Petition proposes deer hunt in city


Craig resident Gail Severson got 119 signatures on her petition.

It's a number nowhere near its potential, she said.


Each time she stopped to talk to someone about deer within Craig city limits and a way to control them, that person would ramble on about run-ins with the animals.

It was taking forever.

"Nobody turned me down, I could have gotten hundreds more," Severson said.

Ruined landscape and threats to drivers were the main reasons why Severson circulated a petition proposing deer population control in the fall of 2006.

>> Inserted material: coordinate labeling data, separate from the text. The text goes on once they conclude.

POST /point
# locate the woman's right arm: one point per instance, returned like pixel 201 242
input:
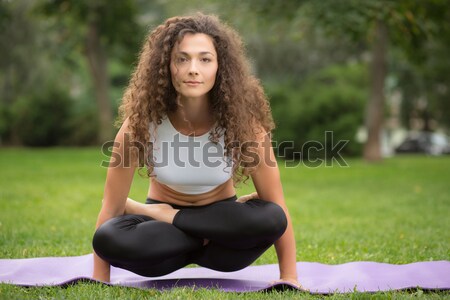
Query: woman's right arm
pixel 118 183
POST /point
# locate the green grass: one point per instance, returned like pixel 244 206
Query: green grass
pixel 395 212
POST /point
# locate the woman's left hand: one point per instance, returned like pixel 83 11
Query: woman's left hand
pixel 245 198
pixel 292 281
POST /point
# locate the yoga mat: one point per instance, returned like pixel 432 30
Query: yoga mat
pixel 317 278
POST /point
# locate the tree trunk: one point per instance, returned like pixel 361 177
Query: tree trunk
pixel 375 106
pixel 98 67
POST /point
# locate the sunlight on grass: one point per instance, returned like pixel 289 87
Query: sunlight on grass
pixel 395 212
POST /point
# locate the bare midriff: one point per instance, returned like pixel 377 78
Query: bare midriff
pixel 163 193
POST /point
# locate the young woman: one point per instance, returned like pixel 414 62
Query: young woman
pixel 199 122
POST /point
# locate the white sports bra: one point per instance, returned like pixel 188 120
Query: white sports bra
pixel 186 164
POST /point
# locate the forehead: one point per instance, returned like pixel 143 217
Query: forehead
pixel 193 43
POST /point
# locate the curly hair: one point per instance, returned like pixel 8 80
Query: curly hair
pixel 237 100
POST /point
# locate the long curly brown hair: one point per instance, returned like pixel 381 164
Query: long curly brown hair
pixel 237 100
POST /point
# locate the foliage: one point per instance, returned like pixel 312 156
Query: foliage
pixel 332 99
pixel 40 119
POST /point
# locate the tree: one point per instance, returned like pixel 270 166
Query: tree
pixel 98 27
pixel 405 24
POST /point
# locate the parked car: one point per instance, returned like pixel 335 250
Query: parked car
pixel 431 143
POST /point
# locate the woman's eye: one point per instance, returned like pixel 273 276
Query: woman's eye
pixel 181 60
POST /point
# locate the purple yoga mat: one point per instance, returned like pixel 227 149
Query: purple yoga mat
pixel 317 278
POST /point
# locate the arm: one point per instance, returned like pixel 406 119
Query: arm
pixel 117 187
pixel 266 180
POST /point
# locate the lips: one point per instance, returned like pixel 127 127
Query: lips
pixel 192 82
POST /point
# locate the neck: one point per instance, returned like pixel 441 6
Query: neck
pixel 193 110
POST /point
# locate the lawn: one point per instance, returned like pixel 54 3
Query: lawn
pixel 396 211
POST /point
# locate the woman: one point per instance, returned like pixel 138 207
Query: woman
pixel 199 122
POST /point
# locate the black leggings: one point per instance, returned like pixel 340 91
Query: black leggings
pixel 238 233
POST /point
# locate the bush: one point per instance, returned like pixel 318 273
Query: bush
pixel 333 99
pixel 40 119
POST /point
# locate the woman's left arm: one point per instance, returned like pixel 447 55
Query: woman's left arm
pixel 267 182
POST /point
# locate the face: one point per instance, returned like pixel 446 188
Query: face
pixel 193 65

The petition, addressed to the Craig City Council, reads that the concerned citizens want control of the deer population in Craig city limits. It stated that citizens have spent thousands of dollars beautifying the community, which wildlife are destroying.

"I put close to $1,000 in landscaping at my house, and it took hardly over night before they got to it," Severson said.

Severson will discuss the petition with the City Council on Feb. 13.

Craig City Manager Jim Ferree said he didn't believe any immediate actions would be taken.

Severson said she wasn't sure how animal control should go about taking place, but she plans to reference a newspaper article published about Rapid City, S.D., where city workers drive around town in city trucks and shoot the animals late at night with a .22. The animals were then given to people who had previously signed up on a list with the city.

"I've never heard of anything like this before," Ferree said.

But solutions to this issue are popping up more.

Alamosa is allowing a town-wide deer hunt, issuing 30 licenses, five at a time, for antlerless animals, The Denver Post reported Wednesday.

"It's not that I don't like deer, I think they're lovely," Severson said. "But I think they belong in the country."

She said deer are breeding in town and are so docile they pose a threat to drivers.

"They're living in town and don't know any different," Severson said. "My thing is for the drivers, especially the young drivers, and safety of children in parks at night."